As everyone by now knows, there’s a housing squeeze in Portland. Like Donald Trump with immigrants, we need a villain, and who better than a perennial favorite: the rapacious landlord?

In past years, it was the landlord who neglected apartments and tragedy followed. This year, it’s the opposite: landlords hoping to rehabilitate apartments before a tragedy. The latest example, “Libbytown evictions add to concerns about housing turnover in Portland” (March 2), focuses on a five-unit building managed by my nephew Mark McCain.

Ignoring for the moment that no legal evictions are currently taking place there, the article implies that property owners have a moral obligation to provide substandard housing at below-market rents.

Moralizers living in the comfort and safety of their own homes would be staggered by the level of squalor and neglect within many apartment buildings in Portland and throughout Maine today – together with energy-efficiency problems that only an oilman could love.

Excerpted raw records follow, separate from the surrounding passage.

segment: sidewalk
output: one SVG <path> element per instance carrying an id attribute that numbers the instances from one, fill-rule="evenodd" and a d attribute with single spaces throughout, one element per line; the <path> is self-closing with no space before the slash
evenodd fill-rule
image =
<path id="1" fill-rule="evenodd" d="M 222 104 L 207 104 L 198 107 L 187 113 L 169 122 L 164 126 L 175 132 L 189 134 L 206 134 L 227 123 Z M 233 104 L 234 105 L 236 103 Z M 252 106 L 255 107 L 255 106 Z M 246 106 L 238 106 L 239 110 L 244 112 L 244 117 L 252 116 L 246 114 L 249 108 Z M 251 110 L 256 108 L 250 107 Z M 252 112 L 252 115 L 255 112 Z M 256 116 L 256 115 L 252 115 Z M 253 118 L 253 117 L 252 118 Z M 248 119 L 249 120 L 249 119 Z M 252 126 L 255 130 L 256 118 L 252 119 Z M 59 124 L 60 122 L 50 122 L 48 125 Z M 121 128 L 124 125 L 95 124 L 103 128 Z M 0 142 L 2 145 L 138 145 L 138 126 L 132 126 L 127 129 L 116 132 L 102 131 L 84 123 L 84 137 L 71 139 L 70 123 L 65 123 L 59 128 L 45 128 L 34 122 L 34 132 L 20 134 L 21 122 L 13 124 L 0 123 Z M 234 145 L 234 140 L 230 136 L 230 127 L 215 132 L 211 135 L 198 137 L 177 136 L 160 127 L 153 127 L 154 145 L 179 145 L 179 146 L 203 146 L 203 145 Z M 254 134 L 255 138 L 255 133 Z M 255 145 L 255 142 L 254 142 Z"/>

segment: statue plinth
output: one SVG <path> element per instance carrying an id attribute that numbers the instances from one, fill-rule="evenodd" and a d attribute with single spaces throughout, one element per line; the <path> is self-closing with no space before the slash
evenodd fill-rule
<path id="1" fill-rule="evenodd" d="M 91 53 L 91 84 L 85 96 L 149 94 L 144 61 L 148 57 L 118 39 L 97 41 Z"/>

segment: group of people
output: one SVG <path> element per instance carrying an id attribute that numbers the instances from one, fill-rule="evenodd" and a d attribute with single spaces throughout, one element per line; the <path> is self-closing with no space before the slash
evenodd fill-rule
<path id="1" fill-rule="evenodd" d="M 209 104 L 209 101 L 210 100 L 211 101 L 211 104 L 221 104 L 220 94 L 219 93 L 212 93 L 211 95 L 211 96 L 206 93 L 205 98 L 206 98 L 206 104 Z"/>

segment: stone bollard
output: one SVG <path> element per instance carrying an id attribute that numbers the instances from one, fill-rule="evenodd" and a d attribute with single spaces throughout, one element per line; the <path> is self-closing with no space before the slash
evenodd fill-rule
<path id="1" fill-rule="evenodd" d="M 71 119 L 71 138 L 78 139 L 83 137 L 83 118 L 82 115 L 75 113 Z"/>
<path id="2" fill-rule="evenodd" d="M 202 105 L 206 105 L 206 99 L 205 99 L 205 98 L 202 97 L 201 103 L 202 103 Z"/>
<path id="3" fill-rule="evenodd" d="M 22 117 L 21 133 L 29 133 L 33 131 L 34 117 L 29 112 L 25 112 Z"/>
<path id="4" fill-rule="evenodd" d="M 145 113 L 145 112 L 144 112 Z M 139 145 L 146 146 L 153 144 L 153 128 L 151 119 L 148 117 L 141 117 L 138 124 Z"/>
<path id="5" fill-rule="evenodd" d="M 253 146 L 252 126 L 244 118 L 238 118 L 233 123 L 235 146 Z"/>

In an ideal world, those buildings would be torn down in a “Cash for Clunkers” program and rebuilt taller, with more apartments, safer apartments, more accessible apartments. Short of that, the interior spaces cannot be safely and efficiently renovated while people are living in the midst of demolition and construction work.

There are many villains in Portland’s housing crisis. For instance, outdated zoning rules prohibit in-law apartments in houses too large for most families. And political grandstanding is supplanting the civic leadership we need to push back against parochial opposition to new housing developments.

As for our existing housing stock, too many of Portland’s century-old apartments with life-threatening defects have been neglected for too long. That’s part of our crisis – not the owners seeking to rebuild them for another century of service.